Musk took the most direct approach, ending with a plea: "I can't emphasize enough that we're looking for feedback from you, the developer audience. Tell us what you want, and we'll make it happen."
From Competition to Collaboration
Microsoft has positioned itself as the crucial nexus connecting these innovations - running OpenAI's models, deploying NVIDIA's hardware at unprecedented scale, and now hosting Musk's Grok on Azure. This platform approach allows the company to benefit from advancements across the ecosystem while providing customers access to best-of-breed technologies regardless of origin.
As Huang observed, "This is the insane execution of our two organizations now hyperlinked." The same could be said for Microsoft's relationships with OpenAI and now with Musk's xAI.
The technological trajectories outlined at Build 2025 suggest we're entering a period of accelerated innovation in computing that will reshape how software is built, deployed, and experienced. The abstractions that have defined computing for decades are being reconsidered at every level.

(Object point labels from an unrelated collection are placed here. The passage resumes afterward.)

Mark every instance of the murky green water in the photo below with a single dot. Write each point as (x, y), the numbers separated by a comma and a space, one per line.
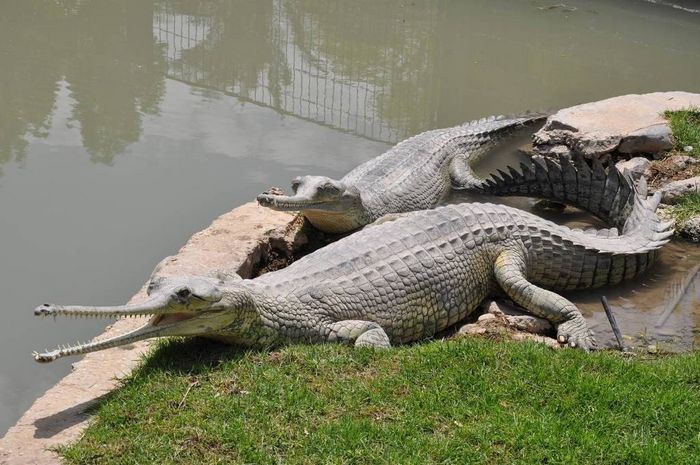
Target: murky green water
(128, 125)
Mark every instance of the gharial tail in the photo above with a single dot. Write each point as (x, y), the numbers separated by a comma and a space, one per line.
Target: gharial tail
(485, 134)
(583, 183)
(643, 234)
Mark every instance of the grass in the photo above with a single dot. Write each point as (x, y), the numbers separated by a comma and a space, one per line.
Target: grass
(686, 208)
(685, 126)
(461, 401)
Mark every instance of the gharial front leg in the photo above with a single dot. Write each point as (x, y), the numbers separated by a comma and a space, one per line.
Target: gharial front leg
(362, 333)
(572, 328)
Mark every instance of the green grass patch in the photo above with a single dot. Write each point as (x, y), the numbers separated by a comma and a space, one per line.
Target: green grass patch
(685, 126)
(462, 401)
(686, 208)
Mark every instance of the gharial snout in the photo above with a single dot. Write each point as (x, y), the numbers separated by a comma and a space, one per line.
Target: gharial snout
(45, 310)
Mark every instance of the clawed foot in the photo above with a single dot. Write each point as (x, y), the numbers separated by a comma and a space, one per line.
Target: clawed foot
(575, 333)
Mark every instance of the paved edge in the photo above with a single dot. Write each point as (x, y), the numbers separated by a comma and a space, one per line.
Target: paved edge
(234, 242)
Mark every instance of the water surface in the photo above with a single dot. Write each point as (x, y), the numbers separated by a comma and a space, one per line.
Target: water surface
(129, 125)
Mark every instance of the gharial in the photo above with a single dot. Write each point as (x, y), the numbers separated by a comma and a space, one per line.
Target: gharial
(402, 279)
(417, 173)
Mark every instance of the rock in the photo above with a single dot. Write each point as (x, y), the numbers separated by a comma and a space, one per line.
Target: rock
(674, 190)
(629, 123)
(636, 166)
(690, 229)
(681, 162)
(652, 139)
(553, 150)
(502, 319)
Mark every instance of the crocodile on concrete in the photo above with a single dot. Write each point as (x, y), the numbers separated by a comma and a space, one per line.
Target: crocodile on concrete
(416, 174)
(398, 281)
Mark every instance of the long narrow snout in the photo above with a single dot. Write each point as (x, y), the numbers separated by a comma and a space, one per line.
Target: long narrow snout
(286, 202)
(164, 320)
(154, 306)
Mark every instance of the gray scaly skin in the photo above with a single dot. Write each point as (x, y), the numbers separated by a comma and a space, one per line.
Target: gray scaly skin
(583, 183)
(398, 281)
(415, 174)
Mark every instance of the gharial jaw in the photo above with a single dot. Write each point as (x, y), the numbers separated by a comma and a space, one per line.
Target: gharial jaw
(317, 193)
(189, 307)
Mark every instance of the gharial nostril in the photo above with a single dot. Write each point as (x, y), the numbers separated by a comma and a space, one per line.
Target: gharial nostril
(43, 309)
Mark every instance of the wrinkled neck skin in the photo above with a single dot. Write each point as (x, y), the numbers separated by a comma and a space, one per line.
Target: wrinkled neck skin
(226, 311)
(338, 222)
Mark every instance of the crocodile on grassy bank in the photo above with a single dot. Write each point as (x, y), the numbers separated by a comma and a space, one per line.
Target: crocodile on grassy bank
(416, 174)
(405, 279)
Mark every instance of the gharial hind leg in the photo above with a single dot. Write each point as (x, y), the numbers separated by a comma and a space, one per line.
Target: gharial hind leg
(362, 333)
(571, 326)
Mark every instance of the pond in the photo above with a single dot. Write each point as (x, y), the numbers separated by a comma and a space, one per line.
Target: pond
(128, 126)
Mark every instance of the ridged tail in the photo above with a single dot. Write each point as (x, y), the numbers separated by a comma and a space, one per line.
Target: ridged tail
(583, 183)
(643, 234)
(488, 132)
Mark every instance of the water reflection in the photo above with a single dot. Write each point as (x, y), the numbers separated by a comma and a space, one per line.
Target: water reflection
(106, 54)
(115, 73)
(382, 70)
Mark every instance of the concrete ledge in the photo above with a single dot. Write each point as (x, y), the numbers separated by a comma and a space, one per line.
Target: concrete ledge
(236, 242)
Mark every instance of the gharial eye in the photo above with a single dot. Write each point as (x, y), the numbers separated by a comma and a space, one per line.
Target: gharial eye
(183, 293)
(328, 187)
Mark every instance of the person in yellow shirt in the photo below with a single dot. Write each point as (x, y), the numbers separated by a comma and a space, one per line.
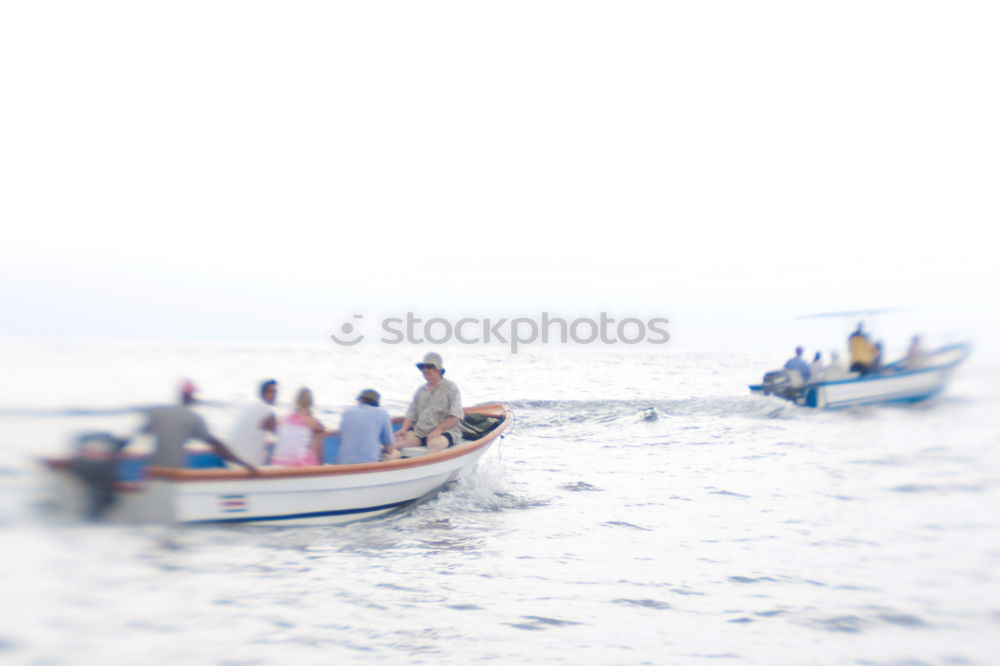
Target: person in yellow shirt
(863, 352)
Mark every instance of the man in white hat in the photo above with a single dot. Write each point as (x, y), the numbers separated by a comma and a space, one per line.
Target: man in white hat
(433, 416)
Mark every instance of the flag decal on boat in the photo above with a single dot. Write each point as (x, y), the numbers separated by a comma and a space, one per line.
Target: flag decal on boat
(233, 503)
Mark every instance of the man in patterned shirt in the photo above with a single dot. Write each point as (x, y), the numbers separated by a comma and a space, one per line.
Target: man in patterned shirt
(433, 416)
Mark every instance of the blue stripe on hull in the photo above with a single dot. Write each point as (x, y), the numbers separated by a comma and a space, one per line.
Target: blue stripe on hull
(296, 516)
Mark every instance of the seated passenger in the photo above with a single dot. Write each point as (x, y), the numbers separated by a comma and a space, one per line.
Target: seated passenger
(433, 416)
(798, 364)
(250, 434)
(364, 430)
(174, 425)
(300, 435)
(863, 352)
(877, 366)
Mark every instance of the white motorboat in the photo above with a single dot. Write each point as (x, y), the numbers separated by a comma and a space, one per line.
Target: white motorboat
(322, 494)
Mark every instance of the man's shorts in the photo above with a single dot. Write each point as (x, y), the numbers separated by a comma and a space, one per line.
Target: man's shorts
(451, 442)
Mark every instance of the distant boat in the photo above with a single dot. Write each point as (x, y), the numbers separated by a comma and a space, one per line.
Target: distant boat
(322, 494)
(896, 382)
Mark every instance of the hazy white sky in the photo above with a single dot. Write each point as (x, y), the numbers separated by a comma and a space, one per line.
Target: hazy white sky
(256, 170)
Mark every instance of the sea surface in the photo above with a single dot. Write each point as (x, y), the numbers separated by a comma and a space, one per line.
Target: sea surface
(643, 509)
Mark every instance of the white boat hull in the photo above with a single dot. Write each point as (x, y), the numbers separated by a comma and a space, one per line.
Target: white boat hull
(895, 384)
(326, 494)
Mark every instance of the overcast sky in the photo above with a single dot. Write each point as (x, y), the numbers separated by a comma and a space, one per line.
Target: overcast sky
(262, 170)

Altman suggested simpler model selection is coming: "The models will get simpler to use. You won't have so many to pick from. It'll just sort of automatically do the right thing." This represents a significant shift from the current landscape of carefully selected model parameters.
Huang described a future where the distinction between training and inference blurs, with dynamic fleet management allocating resources based on emerging workloads. And Musk emphasized that truth-seeking and physical grounding will become increasingly critical as these systems take on more responsibility.
What remains clear is that developers embracing these new paradigms earliest stand to gain the most. As Altman noted, "We haven't seen many technological shifts like this in history, but every time one has come, like leaning in early and hard has been very rewarded."